The authors find "a guest-worker program linked to market demand is an essential part of fundamental immigration reform." Immigrant workers would be favored over reunited family members. In this system, "the market, rather than the government" would "determine which skills are needed."...

They dismiss concerns that mass immigration would exacerbate "unemployment or depress wages."...

On this issue, "Immigration Wars" underestimates mass immigration. Foreign workers underbid the American living wage, and their line is long. Births minus deaths on the planet now add the equivalent of Pittsburgh's population every day and a half. The overwhelming majority are born into poverty. The book does not address our responsibility to the multitudes for whom migration is too costly.

The book also avoids discussing the appropriate level of immigration. How many new workers should compete with U.S. citizens? In certain age and education categories, particularly among minorities, U.S. unemployment exceeds 50 percent.

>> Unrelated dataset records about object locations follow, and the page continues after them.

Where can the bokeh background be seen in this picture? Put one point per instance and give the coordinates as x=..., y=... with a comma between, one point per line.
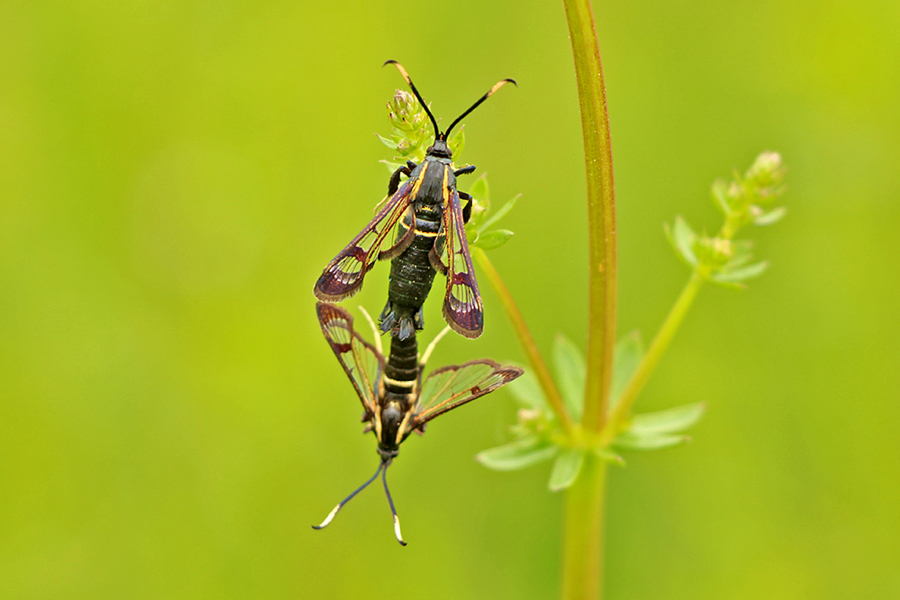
x=175, y=175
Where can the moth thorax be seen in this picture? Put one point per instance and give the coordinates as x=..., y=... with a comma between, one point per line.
x=391, y=416
x=439, y=149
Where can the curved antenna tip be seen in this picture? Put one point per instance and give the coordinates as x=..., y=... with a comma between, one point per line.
x=402, y=71
x=499, y=85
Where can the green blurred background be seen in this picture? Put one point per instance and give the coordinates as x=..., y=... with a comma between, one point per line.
x=175, y=175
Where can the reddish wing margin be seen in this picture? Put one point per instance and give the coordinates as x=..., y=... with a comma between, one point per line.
x=463, y=308
x=361, y=361
x=455, y=385
x=343, y=276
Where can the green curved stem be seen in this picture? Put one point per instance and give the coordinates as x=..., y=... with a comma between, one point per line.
x=535, y=359
x=582, y=559
x=601, y=212
x=622, y=410
x=583, y=550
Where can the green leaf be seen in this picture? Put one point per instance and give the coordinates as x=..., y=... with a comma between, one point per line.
x=628, y=355
x=458, y=142
x=682, y=239
x=609, y=456
x=630, y=441
x=493, y=239
x=773, y=216
x=517, y=455
x=500, y=213
x=720, y=196
x=480, y=190
x=392, y=166
x=566, y=468
x=735, y=275
x=387, y=142
x=570, y=374
x=527, y=391
x=672, y=420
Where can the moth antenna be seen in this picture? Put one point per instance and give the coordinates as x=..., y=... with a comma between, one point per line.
x=391, y=502
x=375, y=331
x=432, y=345
x=340, y=505
x=490, y=93
x=409, y=82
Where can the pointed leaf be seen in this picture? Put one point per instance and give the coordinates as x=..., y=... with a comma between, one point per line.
x=493, y=239
x=500, y=213
x=735, y=275
x=672, y=420
x=570, y=374
x=628, y=355
x=630, y=441
x=527, y=391
x=517, y=455
x=566, y=469
x=387, y=142
x=773, y=216
x=731, y=285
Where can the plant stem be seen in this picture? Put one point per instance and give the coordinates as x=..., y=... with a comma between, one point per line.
x=601, y=212
x=525, y=338
x=582, y=558
x=622, y=409
x=583, y=552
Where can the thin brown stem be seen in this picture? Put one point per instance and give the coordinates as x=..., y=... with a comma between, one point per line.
x=525, y=338
x=601, y=212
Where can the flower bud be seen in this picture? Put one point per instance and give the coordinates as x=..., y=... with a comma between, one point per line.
x=767, y=170
x=405, y=112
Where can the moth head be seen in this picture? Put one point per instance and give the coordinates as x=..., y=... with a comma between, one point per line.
x=440, y=148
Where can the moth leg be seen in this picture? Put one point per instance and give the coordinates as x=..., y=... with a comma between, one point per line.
x=394, y=183
x=467, y=209
x=387, y=317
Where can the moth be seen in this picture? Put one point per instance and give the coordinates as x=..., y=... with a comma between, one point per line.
x=431, y=237
x=396, y=399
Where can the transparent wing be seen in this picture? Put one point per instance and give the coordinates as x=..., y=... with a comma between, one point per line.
x=454, y=385
x=361, y=361
x=343, y=276
x=463, y=308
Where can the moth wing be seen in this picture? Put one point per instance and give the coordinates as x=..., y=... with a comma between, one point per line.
x=455, y=385
x=343, y=276
x=463, y=308
x=360, y=360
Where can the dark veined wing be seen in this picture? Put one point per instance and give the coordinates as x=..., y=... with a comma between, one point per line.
x=361, y=361
x=343, y=276
x=463, y=308
x=454, y=385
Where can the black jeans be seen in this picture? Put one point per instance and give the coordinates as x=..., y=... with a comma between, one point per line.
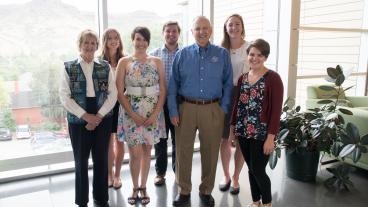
x=161, y=147
x=260, y=184
x=83, y=143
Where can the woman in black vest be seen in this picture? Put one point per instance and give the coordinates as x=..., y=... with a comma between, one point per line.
x=88, y=93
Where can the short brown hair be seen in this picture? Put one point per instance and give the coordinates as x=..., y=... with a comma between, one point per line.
x=171, y=23
x=144, y=31
x=87, y=33
x=262, y=45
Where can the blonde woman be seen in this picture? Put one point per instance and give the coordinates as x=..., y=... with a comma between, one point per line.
x=112, y=51
x=234, y=41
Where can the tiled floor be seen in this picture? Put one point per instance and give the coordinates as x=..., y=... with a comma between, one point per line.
x=58, y=190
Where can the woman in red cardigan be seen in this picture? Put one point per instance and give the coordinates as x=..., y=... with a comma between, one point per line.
x=256, y=118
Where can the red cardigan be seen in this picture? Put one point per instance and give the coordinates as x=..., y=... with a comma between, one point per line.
x=272, y=104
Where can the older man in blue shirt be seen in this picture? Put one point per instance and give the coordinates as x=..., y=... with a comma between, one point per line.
x=199, y=96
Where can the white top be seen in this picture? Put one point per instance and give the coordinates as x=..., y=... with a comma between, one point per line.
x=72, y=106
x=239, y=62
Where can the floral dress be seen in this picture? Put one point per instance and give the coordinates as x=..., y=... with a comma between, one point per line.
x=248, y=123
x=141, y=74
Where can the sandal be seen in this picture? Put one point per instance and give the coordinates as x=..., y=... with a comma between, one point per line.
x=109, y=182
x=159, y=180
x=117, y=183
x=145, y=199
x=133, y=199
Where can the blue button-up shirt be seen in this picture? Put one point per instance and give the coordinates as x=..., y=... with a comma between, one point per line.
x=201, y=73
x=167, y=58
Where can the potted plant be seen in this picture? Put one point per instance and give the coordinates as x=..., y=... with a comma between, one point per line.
x=306, y=134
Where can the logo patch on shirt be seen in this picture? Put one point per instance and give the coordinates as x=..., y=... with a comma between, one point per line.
x=214, y=59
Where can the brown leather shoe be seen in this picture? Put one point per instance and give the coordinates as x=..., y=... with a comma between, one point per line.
x=181, y=199
x=159, y=180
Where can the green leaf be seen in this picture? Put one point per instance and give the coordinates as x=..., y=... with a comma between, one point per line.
x=347, y=150
x=330, y=181
x=346, y=139
x=348, y=88
x=297, y=109
x=278, y=152
x=363, y=149
x=345, y=111
x=332, y=72
x=283, y=134
x=339, y=70
x=341, y=119
x=326, y=88
x=364, y=140
x=353, y=131
x=325, y=101
x=340, y=80
x=272, y=160
x=335, y=149
x=356, y=154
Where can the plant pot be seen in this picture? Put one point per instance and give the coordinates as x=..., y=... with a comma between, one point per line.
x=302, y=165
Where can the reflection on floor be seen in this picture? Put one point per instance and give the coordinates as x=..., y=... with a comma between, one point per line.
x=58, y=190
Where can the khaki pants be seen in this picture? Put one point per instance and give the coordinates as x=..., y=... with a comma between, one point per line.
x=209, y=121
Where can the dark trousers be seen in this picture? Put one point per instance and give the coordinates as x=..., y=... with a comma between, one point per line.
x=161, y=147
x=260, y=184
x=97, y=142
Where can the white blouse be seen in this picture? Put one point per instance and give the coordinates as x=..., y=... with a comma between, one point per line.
x=72, y=106
x=239, y=62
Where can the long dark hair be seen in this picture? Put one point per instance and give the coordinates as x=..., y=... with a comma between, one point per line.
x=226, y=39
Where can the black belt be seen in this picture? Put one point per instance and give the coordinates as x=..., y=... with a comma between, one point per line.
x=199, y=101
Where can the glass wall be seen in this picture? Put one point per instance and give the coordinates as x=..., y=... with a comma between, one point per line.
x=331, y=33
x=36, y=37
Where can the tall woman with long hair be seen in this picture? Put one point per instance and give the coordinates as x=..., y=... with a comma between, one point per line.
x=112, y=51
x=141, y=121
x=234, y=41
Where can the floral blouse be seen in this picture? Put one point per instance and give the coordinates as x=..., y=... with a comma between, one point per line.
x=249, y=107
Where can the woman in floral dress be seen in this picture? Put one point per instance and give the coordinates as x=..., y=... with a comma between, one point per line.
x=256, y=119
x=141, y=122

Even without the increase advocated by Mr. Bush, the U.S. Census Bureau projects the nation will expand by the total number of people now residing west of the Mississippi within approximately 60 years. Pew Research indicates that 82 percent of future U.S. population growth will originate through immigration.

A pervasive indifference to resource depletion permeates this book. The United States can be expected to experience more water shortages, sprawl, farmland intrusion, wetland losses, biodiversity casualties, gridlock, toxins, energy demands, health care challenges and social safety net gaps; our national parks will be loved to death. The book also fails to consider whether other nations would rightfully fear the world's leading military power poised to secure the appetite of a surging U.S. population amid dwindling global resources.

Messrs. Bush and Bolick repeatedly assume the nation needs more economic growth. They would prefer 4 percent annually. At this exponential rate, the economy would expand 1,000-fold within two human lifetimes. [See Exponential growth, doubling time, and the Rule of 70].

In a finite world of diminishing natural assets, it's increasingly difficult to reconcile Mr. Bush's indifference to limits with sound national policy.

...The debate is not about the immigrant as a person, but about immigration as a national policy. What is the proper level of immigration? No answer.

The book becomes an indictment of Americans as too lazy for unskilled work and too ignorant for skilled labor. So, as a solution, the authors propose flooding the labor pool with wage-suppressing disincentives.

Their analysis overlooks Americans performing every possible job, every day, hoping only for a living wage... Bush's "jobs Americans won't do" sentiment not only degrades immigrants, but it represents indifference to the desperate plight of unemployed Americans. Tragically, the authors' solution to a perceived labor shortage (amid high unemployment) will render America the next billion-person nation.

If you were hoping a book on migration would consider domestic and global ethics, this book will disappoint...

As intended beneficiaries, the authors' grandchildren, in an overcrowded, resource-scarce nation, could become the ultimate arbiters of their ancestors' indifference to the future.

John F. Rohe, a former Peace Corps volunteer, is vice president of philanthropy for Colcom Foundation. The views expressed are his own.